WASP-39b is classified as a hot-Saturn that orbits a star similar to the Sun, 700 light-years from Earth. The combined data from Hubble, Spitzer, and ground-based telescopes make it the most detailed atmosphere we’ve observed outside our solar system.
Dissecting the atmospheric compositions of exoplanets helps us interpret the vast and complex universe we live in — and our own solar system, closer to home. Our findings continually pump the public and science community alike with curious excitement, and with the most comprehensive set of observations ever conducted, exoplanet WASP-39b’s atmospheric revelations didn’t disappoint.
A team of British and American researchers combined new data from NASA/ESA’s Hubble Space Telescope with previous data from NASA’s Spitzer Space Telescope and ESO’s Very Large Telescope to create an amazingly detailed atmospheric analysis of exoplanet WASP-39b. The results are the most in-depth analysis of an exoplanet atmosphere possible with available technology.
“We need to look outward to help us understand our own Solar System,” said lead investigator, Hannah Wakeford of the University of Exeter and of the Space Telescope Science Institute, in a press release.
An absence of high-altitude atmospheric clouds gave Hubble a clear view deeper inside WASP-39b, making it the perfect target for observation. The exoplanet sits 700 light-years from Earth and orbits a star similar to the Sun. Because WASP-39b is comparable in mass to Saturn but is much closer to its star than Saturn is to the Sun, it is categorized as a “hot Saturn.” The name gives away the obvious temperature disparity: WASP-39b is a sweltering 1,382 degrees Fahrenheit (750 degrees Celsius), while Saturn averages -288 degrees Fahrenheit (-142 degrees Celsius). The exoplanet is tidally locked to its sun, meaning the same side faces its star all the time, but the world’s strong winds blast enough heat to its dark side to make both sides equally hot.

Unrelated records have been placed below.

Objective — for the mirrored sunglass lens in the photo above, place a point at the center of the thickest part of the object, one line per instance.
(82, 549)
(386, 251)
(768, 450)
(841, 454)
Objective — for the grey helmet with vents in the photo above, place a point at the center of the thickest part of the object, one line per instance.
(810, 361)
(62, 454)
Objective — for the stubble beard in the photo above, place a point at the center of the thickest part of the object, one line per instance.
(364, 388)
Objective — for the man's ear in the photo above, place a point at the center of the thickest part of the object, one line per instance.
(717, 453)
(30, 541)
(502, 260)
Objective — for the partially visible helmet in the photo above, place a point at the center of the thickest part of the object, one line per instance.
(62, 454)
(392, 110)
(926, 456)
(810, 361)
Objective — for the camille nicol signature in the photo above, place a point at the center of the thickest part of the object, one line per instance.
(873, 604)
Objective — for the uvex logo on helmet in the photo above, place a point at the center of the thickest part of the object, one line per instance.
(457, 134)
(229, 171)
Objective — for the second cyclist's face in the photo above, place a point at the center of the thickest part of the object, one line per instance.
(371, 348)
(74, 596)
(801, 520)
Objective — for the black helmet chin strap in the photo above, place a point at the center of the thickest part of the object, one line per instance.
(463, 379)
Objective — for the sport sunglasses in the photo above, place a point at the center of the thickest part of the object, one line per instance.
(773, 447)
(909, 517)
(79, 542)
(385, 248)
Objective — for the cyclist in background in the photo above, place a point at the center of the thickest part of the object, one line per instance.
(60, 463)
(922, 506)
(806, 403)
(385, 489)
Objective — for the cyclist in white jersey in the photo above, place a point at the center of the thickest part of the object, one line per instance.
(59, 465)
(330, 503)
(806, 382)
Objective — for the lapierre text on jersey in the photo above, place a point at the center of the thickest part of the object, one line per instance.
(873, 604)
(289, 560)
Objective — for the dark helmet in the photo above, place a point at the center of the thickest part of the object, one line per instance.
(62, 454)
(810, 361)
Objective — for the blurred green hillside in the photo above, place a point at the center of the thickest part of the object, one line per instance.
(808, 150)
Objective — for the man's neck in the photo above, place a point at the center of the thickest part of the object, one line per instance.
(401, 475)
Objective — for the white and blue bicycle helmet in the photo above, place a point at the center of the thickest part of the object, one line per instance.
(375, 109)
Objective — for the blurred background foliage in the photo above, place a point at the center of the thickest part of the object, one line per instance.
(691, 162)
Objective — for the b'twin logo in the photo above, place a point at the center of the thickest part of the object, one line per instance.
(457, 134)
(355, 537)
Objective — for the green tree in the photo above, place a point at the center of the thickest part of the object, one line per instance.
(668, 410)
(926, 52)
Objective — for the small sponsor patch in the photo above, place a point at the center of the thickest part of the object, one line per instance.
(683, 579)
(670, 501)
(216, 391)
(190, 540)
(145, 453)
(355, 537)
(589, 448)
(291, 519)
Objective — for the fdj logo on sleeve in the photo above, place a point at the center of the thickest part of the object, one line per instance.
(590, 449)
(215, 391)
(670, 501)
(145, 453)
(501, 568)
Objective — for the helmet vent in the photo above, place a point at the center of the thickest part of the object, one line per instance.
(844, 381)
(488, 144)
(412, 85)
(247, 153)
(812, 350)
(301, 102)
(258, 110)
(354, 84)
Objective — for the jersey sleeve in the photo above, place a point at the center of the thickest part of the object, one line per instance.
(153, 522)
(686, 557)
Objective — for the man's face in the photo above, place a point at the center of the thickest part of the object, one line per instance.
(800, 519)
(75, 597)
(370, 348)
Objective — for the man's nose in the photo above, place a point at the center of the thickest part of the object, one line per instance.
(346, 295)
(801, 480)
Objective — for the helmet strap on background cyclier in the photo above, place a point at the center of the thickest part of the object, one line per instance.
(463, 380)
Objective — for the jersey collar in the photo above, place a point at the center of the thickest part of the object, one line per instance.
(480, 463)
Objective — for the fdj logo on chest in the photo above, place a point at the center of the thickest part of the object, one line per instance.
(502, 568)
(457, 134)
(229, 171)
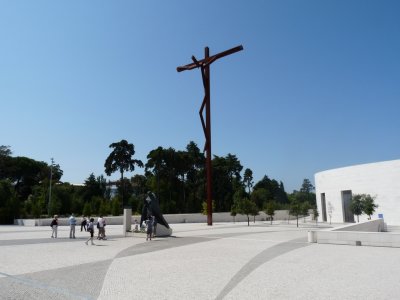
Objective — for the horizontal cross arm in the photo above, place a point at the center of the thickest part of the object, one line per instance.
(209, 60)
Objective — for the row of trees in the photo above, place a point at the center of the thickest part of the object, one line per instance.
(363, 204)
(176, 176)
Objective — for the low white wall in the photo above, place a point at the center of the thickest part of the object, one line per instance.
(368, 226)
(362, 234)
(380, 179)
(170, 218)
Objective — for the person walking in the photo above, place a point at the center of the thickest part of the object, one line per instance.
(83, 223)
(149, 228)
(72, 224)
(90, 229)
(54, 225)
(100, 225)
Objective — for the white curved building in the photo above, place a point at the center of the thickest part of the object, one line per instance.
(334, 188)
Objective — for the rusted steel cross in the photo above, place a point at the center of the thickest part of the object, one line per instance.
(204, 66)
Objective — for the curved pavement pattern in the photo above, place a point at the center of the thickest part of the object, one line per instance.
(225, 261)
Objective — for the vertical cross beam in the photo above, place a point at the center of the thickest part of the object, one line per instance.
(208, 137)
(204, 66)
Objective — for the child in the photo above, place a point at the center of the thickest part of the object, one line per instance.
(91, 231)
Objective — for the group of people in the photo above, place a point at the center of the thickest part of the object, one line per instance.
(86, 224)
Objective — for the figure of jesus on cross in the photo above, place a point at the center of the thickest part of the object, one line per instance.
(204, 66)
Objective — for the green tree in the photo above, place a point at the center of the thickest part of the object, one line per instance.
(369, 205)
(115, 207)
(260, 196)
(248, 179)
(120, 159)
(356, 205)
(270, 209)
(9, 206)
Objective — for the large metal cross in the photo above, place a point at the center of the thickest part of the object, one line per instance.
(204, 66)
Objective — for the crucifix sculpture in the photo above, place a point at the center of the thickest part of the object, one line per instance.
(204, 66)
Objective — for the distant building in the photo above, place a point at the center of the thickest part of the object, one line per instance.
(334, 189)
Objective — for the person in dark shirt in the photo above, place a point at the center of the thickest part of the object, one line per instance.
(54, 226)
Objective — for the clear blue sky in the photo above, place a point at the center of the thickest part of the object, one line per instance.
(316, 87)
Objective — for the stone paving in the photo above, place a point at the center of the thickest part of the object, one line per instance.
(225, 261)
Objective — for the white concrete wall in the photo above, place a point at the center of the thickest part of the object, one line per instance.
(170, 218)
(381, 179)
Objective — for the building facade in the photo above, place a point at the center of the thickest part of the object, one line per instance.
(334, 189)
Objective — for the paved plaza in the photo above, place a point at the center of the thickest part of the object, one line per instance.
(225, 261)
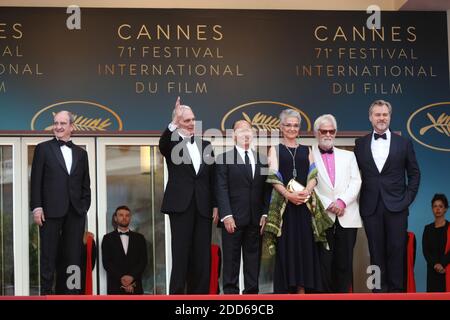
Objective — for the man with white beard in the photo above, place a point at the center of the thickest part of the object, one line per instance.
(338, 185)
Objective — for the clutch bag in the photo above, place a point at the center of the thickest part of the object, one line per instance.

It was predicted that, like Saturn, WASP-39b would be home to water vapor. The team tested this by analyzing the starlight that passed through the exoplanet’s atmosphere. As starlight travels through the atmosphere, it combines with emission from atmospheric atoms and molecules into a single signal. By examining the spectrum and removing the components due to starlight, researchers were able to see the types and amounts of atmospheric gas present.
They found that WASP-39b has much more water than expected, about three times the amount that Saturn has. The high amount of water implies that at one point, the exoplanet was blasted with large amounts of icy materials that accumulated in its atmosphere. However, this wouldn’t have been possible with the scorching temperatures raining down from its host star. The researchers believe that WASP-39b actually formed much farther away from its star than sits now and proceeded to make a significant trek inward over time.

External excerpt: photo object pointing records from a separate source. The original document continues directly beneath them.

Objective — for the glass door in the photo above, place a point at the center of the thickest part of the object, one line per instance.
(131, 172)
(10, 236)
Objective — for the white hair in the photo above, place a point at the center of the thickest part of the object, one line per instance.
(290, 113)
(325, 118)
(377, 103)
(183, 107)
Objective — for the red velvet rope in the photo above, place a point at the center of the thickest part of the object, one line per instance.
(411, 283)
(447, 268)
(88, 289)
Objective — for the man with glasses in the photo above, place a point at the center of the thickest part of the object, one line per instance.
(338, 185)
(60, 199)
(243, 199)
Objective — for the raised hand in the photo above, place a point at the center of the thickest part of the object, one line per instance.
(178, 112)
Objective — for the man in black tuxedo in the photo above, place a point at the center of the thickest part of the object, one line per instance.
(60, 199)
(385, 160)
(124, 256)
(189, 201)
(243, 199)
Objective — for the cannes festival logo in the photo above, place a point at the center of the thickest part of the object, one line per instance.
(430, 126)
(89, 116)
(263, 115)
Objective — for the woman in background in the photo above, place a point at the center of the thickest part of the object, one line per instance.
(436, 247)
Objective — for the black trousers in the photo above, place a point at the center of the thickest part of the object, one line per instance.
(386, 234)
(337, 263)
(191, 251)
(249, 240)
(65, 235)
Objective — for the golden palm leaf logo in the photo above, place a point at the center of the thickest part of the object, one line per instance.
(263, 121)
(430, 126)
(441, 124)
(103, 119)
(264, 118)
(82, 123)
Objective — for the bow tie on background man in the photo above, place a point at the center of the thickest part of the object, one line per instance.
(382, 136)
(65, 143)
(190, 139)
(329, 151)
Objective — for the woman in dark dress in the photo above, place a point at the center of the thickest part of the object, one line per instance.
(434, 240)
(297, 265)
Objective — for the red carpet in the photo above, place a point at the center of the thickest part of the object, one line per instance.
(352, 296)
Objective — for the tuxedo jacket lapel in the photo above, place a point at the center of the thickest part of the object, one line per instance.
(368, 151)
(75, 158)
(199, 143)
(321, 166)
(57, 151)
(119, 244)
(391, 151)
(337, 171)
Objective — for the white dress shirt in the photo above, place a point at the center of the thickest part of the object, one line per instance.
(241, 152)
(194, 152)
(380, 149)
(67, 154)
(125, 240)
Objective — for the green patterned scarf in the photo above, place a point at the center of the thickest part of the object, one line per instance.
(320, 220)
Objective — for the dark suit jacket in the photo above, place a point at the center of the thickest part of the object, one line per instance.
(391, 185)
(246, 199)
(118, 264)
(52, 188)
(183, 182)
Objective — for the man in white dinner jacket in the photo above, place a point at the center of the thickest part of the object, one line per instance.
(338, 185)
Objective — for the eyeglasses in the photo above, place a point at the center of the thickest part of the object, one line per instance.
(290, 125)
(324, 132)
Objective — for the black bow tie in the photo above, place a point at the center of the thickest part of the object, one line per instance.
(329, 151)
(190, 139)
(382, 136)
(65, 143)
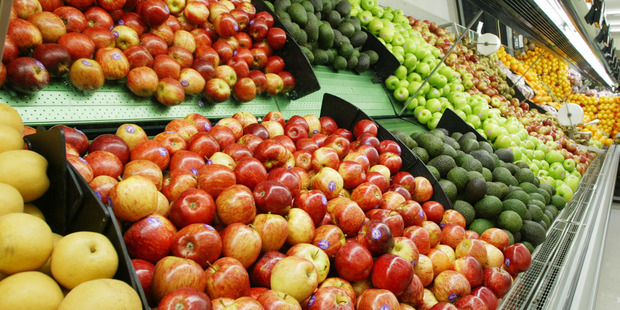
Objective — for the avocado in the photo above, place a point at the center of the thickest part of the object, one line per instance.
(326, 35)
(344, 8)
(443, 163)
(466, 209)
(505, 155)
(281, 5)
(431, 143)
(533, 232)
(421, 153)
(358, 38)
(458, 176)
(374, 57)
(448, 188)
(334, 19)
(298, 13)
(363, 64)
(485, 158)
(515, 205)
(497, 189)
(488, 207)
(475, 190)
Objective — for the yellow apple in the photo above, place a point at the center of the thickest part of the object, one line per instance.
(82, 256)
(12, 201)
(30, 290)
(102, 294)
(26, 242)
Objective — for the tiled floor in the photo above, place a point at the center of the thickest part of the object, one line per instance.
(608, 290)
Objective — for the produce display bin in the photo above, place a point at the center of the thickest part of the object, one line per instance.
(347, 115)
(70, 205)
(451, 122)
(296, 62)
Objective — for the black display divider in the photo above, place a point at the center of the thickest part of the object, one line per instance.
(295, 60)
(347, 115)
(70, 205)
(387, 63)
(451, 122)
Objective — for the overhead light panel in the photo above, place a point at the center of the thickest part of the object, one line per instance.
(558, 16)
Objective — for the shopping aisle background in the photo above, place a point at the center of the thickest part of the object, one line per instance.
(608, 292)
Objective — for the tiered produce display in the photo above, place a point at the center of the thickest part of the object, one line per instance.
(267, 213)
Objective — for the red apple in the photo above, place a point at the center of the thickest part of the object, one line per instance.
(227, 278)
(173, 272)
(155, 231)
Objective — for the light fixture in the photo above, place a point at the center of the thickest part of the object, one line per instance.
(558, 16)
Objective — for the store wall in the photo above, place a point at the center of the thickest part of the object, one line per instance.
(439, 11)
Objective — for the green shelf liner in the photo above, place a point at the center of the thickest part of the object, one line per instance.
(60, 102)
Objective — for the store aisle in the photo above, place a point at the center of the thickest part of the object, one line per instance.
(608, 293)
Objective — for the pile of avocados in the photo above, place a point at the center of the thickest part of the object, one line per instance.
(486, 186)
(326, 32)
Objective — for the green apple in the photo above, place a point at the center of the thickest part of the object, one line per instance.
(473, 120)
(401, 72)
(502, 142)
(433, 93)
(565, 192)
(413, 103)
(433, 105)
(433, 122)
(556, 171)
(423, 116)
(410, 45)
(365, 17)
(401, 19)
(414, 77)
(387, 33)
(392, 82)
(377, 11)
(572, 182)
(401, 94)
(410, 62)
(423, 69)
(438, 80)
(368, 4)
(554, 156)
(569, 165)
(375, 26)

“Exoplanets are showing us that planet formation is more complicated and more confusing than we thought it was. And that’s fantastic!” said Wakeford.
The team hopes to conduct a more in-depth analysis of WASP-39b with NASA’s James Webb Space Telescope, which is set to launch in 2019 and will be able to detect atmospheric carbon. “By calculating the amount of carbon and oxygen in the atmosphere, we can learn even more about where and how this planet formed,” said Wakeford.
WASP-39b holds the throne for the most finely observed exoplanet atmosphere for now, but with our rate of exploration and ever-advancing technology, it shouldn’t get too comfortable.